The javadoc for String.intern() has some good commentary on == vs. .equals().

The documentation also clarifies that every string literal is intern'd.

public String intern()

Returns a canonical representation for the string object.

A pool of strings, initially empty, is maintained privately by the class String.

When the intern method is invoked, if the pool already contains a string equal to this String object as determined by the equals(Object) method, then the string from the pool is returned. Otherwise, this String object is added to the pool and a reference to this String object is returned.

It follows that for any two strings s and t, s.intern() == t.intern() is true if and only if s.equals(t) is true.

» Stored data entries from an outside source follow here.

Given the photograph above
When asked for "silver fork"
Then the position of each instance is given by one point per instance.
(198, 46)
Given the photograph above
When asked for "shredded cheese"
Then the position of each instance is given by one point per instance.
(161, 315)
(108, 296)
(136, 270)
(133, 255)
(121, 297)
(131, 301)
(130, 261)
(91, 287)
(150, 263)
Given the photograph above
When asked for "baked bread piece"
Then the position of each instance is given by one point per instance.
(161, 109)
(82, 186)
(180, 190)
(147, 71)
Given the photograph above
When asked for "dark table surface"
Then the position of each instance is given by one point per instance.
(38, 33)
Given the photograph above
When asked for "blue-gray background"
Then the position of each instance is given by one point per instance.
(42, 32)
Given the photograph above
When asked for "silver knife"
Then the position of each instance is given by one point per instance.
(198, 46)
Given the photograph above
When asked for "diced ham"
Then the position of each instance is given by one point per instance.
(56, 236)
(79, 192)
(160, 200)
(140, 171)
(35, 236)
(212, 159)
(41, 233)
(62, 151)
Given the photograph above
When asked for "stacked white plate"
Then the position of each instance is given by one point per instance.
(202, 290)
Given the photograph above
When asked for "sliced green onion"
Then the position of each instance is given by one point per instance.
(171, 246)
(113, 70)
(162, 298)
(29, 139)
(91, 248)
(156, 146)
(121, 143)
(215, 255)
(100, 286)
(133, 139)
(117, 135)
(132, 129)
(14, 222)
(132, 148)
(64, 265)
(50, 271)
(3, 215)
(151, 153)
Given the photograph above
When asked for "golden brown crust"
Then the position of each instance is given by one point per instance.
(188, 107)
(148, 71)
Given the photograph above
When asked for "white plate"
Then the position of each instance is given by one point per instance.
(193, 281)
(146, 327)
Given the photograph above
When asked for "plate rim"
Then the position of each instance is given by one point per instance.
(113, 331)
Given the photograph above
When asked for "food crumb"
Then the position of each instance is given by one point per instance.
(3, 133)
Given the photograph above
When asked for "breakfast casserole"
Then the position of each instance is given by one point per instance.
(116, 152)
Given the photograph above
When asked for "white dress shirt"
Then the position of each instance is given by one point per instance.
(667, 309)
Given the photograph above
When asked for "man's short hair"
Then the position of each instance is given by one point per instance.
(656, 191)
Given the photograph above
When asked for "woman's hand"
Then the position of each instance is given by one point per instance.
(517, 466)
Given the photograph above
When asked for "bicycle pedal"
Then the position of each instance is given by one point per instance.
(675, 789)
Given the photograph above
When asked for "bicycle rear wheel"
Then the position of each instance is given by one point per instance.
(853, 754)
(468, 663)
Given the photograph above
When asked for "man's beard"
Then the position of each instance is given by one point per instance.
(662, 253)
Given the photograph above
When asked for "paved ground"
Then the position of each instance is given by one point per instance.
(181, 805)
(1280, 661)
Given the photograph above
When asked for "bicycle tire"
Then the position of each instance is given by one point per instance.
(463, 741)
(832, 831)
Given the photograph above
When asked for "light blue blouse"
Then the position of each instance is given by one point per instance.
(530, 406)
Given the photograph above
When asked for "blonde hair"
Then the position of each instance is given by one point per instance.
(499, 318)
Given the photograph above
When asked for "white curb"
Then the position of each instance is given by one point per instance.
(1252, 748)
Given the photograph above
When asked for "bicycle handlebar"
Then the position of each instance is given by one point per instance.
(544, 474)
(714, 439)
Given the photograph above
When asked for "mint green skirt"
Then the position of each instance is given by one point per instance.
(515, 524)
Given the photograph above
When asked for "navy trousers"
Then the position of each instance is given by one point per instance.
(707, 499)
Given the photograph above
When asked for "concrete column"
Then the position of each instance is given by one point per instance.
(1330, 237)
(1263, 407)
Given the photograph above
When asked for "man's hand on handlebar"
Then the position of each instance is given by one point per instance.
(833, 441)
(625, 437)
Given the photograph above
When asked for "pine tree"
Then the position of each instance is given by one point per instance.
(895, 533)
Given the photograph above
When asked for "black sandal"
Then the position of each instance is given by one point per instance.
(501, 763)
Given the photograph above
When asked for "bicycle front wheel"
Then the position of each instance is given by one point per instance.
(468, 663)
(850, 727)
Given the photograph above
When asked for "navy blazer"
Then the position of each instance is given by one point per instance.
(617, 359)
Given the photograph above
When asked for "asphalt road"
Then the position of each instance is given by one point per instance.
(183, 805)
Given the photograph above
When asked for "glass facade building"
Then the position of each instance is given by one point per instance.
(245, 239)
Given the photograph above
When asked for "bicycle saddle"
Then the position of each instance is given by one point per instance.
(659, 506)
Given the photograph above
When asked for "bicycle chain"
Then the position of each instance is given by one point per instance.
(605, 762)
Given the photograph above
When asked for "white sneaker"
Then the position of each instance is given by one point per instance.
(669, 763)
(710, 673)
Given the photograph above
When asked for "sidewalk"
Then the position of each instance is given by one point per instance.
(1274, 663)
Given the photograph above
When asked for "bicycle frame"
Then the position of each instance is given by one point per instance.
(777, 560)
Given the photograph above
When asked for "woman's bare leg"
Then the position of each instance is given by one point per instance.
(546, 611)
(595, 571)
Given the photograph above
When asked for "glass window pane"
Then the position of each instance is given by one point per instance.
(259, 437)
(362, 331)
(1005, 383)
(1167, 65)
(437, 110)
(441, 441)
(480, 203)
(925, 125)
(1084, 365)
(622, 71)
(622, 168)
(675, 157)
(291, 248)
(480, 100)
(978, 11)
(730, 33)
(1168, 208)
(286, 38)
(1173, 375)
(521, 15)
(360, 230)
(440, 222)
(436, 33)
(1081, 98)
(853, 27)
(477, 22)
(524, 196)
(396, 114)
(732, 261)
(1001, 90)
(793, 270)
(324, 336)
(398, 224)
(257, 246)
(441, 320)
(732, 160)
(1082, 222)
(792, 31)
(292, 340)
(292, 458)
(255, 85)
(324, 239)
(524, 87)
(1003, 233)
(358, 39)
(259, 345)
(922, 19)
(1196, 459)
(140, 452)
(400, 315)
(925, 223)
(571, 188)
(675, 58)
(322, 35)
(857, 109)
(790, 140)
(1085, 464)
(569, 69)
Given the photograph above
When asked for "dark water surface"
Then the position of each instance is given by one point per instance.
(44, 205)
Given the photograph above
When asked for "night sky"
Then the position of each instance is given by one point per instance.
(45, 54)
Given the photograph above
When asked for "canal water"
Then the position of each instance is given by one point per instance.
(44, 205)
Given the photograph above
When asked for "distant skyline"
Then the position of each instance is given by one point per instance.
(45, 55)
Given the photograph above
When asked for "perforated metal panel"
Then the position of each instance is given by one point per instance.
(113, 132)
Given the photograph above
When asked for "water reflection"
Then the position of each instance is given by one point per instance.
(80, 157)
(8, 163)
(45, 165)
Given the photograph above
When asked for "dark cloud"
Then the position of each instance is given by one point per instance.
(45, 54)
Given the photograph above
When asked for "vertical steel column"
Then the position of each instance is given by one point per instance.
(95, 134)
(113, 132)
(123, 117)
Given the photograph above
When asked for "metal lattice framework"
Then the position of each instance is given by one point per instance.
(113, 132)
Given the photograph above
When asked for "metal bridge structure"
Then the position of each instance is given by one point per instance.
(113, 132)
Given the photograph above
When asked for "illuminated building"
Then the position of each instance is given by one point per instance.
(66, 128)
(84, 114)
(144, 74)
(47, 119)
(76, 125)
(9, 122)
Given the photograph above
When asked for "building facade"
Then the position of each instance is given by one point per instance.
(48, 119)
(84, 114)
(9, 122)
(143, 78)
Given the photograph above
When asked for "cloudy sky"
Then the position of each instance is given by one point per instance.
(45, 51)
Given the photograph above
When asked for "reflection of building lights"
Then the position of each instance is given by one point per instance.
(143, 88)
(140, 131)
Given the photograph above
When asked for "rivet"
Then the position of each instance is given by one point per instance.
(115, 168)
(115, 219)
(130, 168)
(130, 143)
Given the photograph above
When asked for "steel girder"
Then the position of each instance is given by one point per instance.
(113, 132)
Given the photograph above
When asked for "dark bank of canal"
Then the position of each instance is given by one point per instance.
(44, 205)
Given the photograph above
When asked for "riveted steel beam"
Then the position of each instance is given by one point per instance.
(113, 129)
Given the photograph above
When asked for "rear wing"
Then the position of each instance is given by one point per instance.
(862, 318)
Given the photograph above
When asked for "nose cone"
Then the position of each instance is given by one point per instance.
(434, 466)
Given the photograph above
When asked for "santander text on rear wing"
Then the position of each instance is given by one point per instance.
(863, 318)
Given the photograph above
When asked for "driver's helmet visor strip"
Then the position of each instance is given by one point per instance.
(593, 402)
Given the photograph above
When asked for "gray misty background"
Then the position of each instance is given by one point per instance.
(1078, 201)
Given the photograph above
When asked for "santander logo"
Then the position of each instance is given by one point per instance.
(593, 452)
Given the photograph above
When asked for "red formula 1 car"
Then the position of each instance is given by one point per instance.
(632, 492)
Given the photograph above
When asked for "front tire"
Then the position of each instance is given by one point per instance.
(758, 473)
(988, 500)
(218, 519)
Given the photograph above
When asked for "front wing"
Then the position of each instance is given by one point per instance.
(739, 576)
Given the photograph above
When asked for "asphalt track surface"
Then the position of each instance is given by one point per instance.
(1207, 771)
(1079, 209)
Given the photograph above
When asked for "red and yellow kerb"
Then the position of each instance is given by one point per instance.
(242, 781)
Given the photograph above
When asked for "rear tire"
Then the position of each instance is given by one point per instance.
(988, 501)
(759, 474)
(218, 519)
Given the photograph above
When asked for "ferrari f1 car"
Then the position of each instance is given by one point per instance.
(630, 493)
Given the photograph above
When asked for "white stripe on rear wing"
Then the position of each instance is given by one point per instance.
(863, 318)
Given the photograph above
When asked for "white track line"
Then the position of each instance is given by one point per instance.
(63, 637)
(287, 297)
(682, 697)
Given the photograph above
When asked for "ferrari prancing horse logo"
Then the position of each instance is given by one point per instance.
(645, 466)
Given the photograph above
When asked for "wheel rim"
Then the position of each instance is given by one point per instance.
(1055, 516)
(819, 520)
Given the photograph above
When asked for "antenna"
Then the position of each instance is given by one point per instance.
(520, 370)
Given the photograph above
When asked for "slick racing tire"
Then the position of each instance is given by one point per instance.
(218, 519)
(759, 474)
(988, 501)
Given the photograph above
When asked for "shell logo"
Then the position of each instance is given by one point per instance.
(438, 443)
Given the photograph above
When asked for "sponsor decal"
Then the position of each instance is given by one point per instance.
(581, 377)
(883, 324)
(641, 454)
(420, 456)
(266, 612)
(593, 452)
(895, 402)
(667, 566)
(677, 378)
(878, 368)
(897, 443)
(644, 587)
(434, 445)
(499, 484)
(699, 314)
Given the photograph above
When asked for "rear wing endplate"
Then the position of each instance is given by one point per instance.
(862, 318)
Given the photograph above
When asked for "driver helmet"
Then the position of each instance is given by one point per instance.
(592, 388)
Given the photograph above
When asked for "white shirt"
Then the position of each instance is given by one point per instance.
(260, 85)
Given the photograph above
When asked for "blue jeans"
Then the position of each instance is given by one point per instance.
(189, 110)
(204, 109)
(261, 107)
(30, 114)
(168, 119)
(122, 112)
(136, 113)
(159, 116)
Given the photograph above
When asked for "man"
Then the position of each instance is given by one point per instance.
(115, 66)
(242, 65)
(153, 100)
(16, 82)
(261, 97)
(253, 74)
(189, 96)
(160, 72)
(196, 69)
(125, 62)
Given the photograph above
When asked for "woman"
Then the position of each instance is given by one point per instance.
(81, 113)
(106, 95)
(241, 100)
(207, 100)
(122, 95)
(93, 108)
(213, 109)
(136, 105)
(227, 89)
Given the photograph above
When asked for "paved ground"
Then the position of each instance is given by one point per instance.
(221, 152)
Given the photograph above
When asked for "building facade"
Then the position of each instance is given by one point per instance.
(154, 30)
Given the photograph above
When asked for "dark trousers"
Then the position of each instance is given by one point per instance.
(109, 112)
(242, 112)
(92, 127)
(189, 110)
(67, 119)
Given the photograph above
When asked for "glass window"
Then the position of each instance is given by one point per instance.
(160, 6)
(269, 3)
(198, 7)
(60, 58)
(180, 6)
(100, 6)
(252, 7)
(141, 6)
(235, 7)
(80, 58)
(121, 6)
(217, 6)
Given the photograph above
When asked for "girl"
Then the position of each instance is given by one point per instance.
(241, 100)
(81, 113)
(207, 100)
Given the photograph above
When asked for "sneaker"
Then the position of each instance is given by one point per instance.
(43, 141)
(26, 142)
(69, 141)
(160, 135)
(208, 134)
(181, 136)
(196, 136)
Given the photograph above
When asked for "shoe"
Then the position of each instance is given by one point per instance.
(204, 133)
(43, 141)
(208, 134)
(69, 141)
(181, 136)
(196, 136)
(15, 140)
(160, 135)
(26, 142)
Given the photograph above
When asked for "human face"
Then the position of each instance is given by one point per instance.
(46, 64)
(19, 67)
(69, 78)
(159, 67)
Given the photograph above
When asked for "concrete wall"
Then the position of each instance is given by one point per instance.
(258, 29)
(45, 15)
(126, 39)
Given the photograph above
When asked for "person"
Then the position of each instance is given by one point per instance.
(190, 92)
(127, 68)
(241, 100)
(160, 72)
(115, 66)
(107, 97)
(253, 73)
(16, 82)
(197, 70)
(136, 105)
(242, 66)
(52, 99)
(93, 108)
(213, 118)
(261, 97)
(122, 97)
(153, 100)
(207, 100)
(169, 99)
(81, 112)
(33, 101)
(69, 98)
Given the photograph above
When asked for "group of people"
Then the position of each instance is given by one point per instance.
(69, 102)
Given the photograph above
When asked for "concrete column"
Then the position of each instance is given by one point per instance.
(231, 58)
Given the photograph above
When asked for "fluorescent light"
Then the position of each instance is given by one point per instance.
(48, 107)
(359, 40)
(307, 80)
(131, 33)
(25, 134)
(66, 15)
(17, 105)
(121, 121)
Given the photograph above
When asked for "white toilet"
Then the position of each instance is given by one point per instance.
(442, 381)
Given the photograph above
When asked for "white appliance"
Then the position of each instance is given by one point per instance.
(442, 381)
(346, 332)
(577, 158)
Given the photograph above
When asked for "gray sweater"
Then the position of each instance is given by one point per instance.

All literal strings and string-valued constant expressions are interned. String literals are defined in §3.10.5 of the Java Language Specification

Returns: a string that has the same contents as this string, but is guaranteed to be from a pool of unique strings.



回答9:

If you use google code search, you can find lots of places where people make this same error: google for file:.java \=\=\ \"\" Of course, this can be a correct idiom in carefully controlled circumstances, but usually, its just a bug.



回答10:

Why not use:

if (value != null && value.length == 0) {
    // do stuff (above could be "== null ||"
}

You should use equals() because == for objects compares references, i.e., are they the same object. Whilst at compile time Java finds identical strings and makes them share the same reference (Strings are immutable), at runtime it is easy to create empty strings that have different references, where == fails for your typical intention of equals().